The concern isn't really about upscaling. It's about ML-based rendering technology that doesn't just enhance what artists create — it overrides it. When an AI system decides what a frame should look like based on predicted data rather than authored pixels, you've moved from tool to uninvited co-author.
This is a subtler debate than "should you use Midjourney for concept art." It's about whether the final pixel the player sees is the one the artist intended. For studios that treat visual style as a core part of their identity — especially indie studios with distinctive art directions — that's not a trivial question.
Oshry's frustration resonates beyond games, too. Any time a tool quietly substitutes its own judgement for yours, you've lost something. The question designers should be asking isn't "is this technology impressive?" It's "does this technology respect my decisions?"
Two humble UX problems we still haven't solved
Meanwhile, on the less dramatic end of the spectrum, two practical UX stories caught my eye.
First: Vitaly Friedman published a decision tree for choosing between modal dialogs and separate pages. Honestly, it should be pinned to every product team's wall. We all know modals are overused. But "don't use modals" isn't useful advice. The real question is when they're the right pattern and when they're not. Friedman ties it to task complexity and context preservation — which is exactly the right lens.
Second: the "Big Box Paradox." Users leave your site to Google your site. Internal search is almost always worse than external search, and we've somehow accepted that as normal. The case for treating site search as a first-class UX concern, not an infrastructure afterthought, is compelling and long overdue.
Both of these stories are about decisions that require human judgement. No AI is going to tell you whether this particular interaction deserves a modal or a page. No algorithm is going to prioritise your site search because it understands user frustration.
The bigger picture
Here's the thread connecting all of today's stories: the most valuable design work is about judgement, not execution.
Knowing how to pace emotion through a user flow. Deciding whether a modal or a page serves the interaction better. Choosing to prioritise search because you understand how people actually behave. Pushing back on rendering tech that undermines artistic intent.
None of these are automatable. They require taste, context, and a point of view.
That's not an anti-AI argument.
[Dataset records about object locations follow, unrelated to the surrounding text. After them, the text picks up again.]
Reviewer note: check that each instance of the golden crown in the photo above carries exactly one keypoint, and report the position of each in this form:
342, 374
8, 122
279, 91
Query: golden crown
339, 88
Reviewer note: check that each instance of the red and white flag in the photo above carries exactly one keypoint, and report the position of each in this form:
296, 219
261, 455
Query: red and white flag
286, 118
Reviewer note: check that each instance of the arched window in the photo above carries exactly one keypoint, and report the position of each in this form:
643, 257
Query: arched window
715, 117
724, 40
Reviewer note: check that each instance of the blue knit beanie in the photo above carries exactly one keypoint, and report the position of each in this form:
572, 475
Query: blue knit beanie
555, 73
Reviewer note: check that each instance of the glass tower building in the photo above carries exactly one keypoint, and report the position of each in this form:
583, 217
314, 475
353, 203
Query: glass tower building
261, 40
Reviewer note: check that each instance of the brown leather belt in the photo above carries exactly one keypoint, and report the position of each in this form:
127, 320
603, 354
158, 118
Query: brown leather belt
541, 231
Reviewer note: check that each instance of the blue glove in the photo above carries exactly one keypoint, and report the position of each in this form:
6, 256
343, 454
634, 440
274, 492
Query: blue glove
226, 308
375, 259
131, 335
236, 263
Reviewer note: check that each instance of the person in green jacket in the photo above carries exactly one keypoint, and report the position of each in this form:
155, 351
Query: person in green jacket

AI tools are genuinely useful for execution — generating variations, testing layouts, scaling content. But the decisions about what to build, how it should feel, and what trade-offs to accept? That's still us. And right now, I'd argue it's the part of the job we should be investing in most.
So basically…
The most interesting design thinking this week has nothing to do with new tools or AI features. It's about pacing, emotion, and knowing when to use — or refuse — a particular pattern. Whether you're designing a checkout flow or pushing back on a rendering engine, the skill that matters most is judgement.
And you can't install a plugin for that.